A report released this week by Morgan Lewis & Bockius projected fines could drop by 70 percent: Through the first half of 2017, global cartel fines stood at $1.2 billion compared to $7.8 billion for all of 2016, the report found.
It left open why exactly fines are dropping. Is it a temporary pause while enforcement authorities invest resources in building new cases? Or are cartel members not self-disclosing their price fixing schemes under amnesty programs that offer immunity from prosecution?
The latter, so-called “leniency” application has been the main source of new cases during the past 15 to 20 years, according to Clay Everett, an antitrust partner at Morgan Lewis & Bockius in Washington, D.C.
“There’s an open question about whether there may be a change with the way enforcement cases are generated,” said Everett.
Everett explained that during the past 15 years, cartel enforcement has ramped up around the world: Dozens of new countries poured resources into investigating and prosecuting cases, and increased the penalties and consequences for violations. Besides the U.S., there are at least 36 countries, from Argentina to Zambia, that have criminal penalties for cartel violations or convictions, according to the report released by his firm.
Even more countries, approximately 66 including smaller countries such as Albania and Kazakhstan, according to the report, have adopted the type of “leniency” programs pioneered by the U.S., according to Everett. These programs offer companies that participated in cartel price-fixing, which self-report the violation and hand over evidence, to receive full immunity from fines and prosecution.
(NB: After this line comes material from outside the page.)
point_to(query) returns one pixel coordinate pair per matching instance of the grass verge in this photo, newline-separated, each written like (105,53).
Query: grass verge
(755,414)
But the catch is they must be the first to self-report.
“There’s been a real surge in enforcement in those types of cases,” said Everett, adding that “a very high percentage of international cartel cases, in the past fifteen years, have been generated through the leniency programs.”
But he said the proliferation of “leniency” programs, and the increased penalties around the world for price-fixing, means that coming forward to self-report a violation now requires a more complicated calculus: There are so many authorities with overlapping jurisdictions, and many cartel members are skeptical that they will receive global credit for being first to self-disclose.
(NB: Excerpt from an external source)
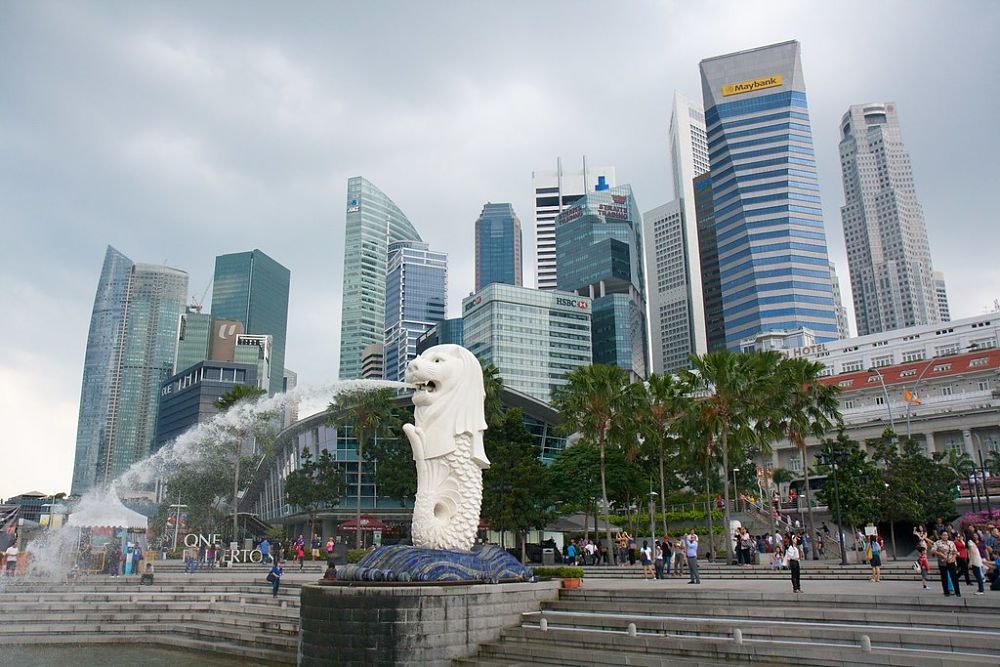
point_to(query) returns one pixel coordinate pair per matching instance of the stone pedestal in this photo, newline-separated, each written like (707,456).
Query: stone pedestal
(367,625)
Thus, cartel members must make a strategic calculation about whether self-disclosing and receiving only partial credit is better than staying quiet and hoping authorities never learn about their cartel, Everett said.
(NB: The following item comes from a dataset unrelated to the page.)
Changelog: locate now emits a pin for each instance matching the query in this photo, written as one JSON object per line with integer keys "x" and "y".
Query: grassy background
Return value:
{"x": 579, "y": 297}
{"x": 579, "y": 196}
Thus, unintentionally, raising the stakes for violators may have deterred them from coming forward under leniency programs, Everett said.
“My sense is we’re at a focal point in history, due to the increasingly complexity, there’s at least a question about whether to go in and seek leniency,” Everett said.
He pointed to the declining number of “leniency” cases, in which a violation was self-disclosed, and a new emphasis by some authorities on using other methods to find cases.
For example, in March, the European Commission launched a new whistleblower program to generate new cartel investigations, similar to one launched in Germany in 2012, according to his firm’s report. That same month, the U.K’s Competition and Market Authority launched its first advertising campaign for its whistleblower program, and in April, Poland introduced a whistleblower program too, the report said.
If these methods prove as effective as leniency programs, the projected drop in global cartel fines this year may only be a blip: The report identified price-fixing investigations in several markets including generic drugs, packaged seafood, the shipping industry and real estate.